Maybe you haven’t followed the on-line feud over whether rightwing columnist Christopher Hitchens’s alleged alcoholism led him to publish on Slate a statement by the influential scholar Juan Cole that Cole believed to be confidential. Cole had made the statement on a confidential listserv called “Gulf 2000.” He felt violated when Hitchens quoted from it, and mused that Hitchens may have done so because he’s an alcoholic.
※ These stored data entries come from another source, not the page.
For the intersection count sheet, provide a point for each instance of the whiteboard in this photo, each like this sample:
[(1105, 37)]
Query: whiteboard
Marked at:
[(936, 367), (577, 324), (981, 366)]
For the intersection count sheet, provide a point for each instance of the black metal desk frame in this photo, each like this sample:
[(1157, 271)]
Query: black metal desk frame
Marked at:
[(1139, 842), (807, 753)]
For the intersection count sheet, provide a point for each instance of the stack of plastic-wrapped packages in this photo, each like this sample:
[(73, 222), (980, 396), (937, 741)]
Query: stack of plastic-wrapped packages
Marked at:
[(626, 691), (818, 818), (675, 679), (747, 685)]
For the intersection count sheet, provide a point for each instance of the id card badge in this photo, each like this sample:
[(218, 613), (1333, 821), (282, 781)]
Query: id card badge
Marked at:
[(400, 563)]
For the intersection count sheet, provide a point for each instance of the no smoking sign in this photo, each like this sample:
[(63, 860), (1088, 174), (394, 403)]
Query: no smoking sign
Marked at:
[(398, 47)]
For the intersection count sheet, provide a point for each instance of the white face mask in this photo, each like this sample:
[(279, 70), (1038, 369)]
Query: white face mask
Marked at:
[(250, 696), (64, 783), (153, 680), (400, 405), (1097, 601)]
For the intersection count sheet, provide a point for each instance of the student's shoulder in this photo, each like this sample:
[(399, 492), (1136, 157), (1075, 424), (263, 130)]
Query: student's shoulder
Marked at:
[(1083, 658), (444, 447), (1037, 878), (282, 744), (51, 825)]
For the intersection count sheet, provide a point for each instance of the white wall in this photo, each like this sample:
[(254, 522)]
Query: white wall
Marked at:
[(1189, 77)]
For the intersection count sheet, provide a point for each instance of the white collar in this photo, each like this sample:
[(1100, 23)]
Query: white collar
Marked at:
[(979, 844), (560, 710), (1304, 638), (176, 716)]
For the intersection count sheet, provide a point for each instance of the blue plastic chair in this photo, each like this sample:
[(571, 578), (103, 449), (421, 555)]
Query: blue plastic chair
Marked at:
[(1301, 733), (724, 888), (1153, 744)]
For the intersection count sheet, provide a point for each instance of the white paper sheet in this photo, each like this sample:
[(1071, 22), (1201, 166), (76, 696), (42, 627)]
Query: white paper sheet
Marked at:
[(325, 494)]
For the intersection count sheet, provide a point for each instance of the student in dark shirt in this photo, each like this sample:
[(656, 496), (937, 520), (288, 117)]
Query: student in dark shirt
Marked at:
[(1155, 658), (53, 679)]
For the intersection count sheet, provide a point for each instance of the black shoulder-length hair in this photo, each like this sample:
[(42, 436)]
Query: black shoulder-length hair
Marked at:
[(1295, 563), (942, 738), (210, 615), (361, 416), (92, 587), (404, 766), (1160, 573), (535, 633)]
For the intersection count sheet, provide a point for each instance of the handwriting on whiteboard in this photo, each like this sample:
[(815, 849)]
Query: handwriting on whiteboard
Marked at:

Whether or not you think Hitchens is an alcoholic (and what I saw of him years ago would support that belief then), it’s great the conversation is happening. It’s probably relevant, to begin with. And it’s Cole’s honest opinion. And it would never appear in the mainstream press. That’s because the print press is so monetized. You get paid so much for issuing opinions in the mainstream press, and they make so much off those opinions, that libel concerns encircle every loaded statement. (Let alone the usual social groupthink questions: Unh, can we really say this??) In the blogosphere it’s about information and true opinion. Hitchens’s friends get to counter the claim or ignore it. There’s a free discussion, closer to what intellectuals are saying to one another on telephones and in bars (sorry!), not a stilted and false one.
Though Andrew Sullivan’s claim that his countryman was sober at the time
doesn’t seem entirely relevant. As Dan Swanson points out to me, the nastiness and self-centeredness of alcoholic behavior doesn’t require having had a drink..
Not that I would come down on Cole’s side here (as I do on his views of the Middle East). Cole is a very important thinker, for good reason; he has great judgment and knowledge. I gather that Hitchens is not in the listserv. If someone in the listserv passed on Cole’s confidential statement to Hitchens, and Hitchens chose to publish it, how different is that, in form, from what the New York Times so nobly did in breaking the story about Bush’s illegal wiretaps? Yes, the leaker violated an oath in giving the journalist info; the journalist shared the leaker’s view that the info was important, and passed it on to his readers.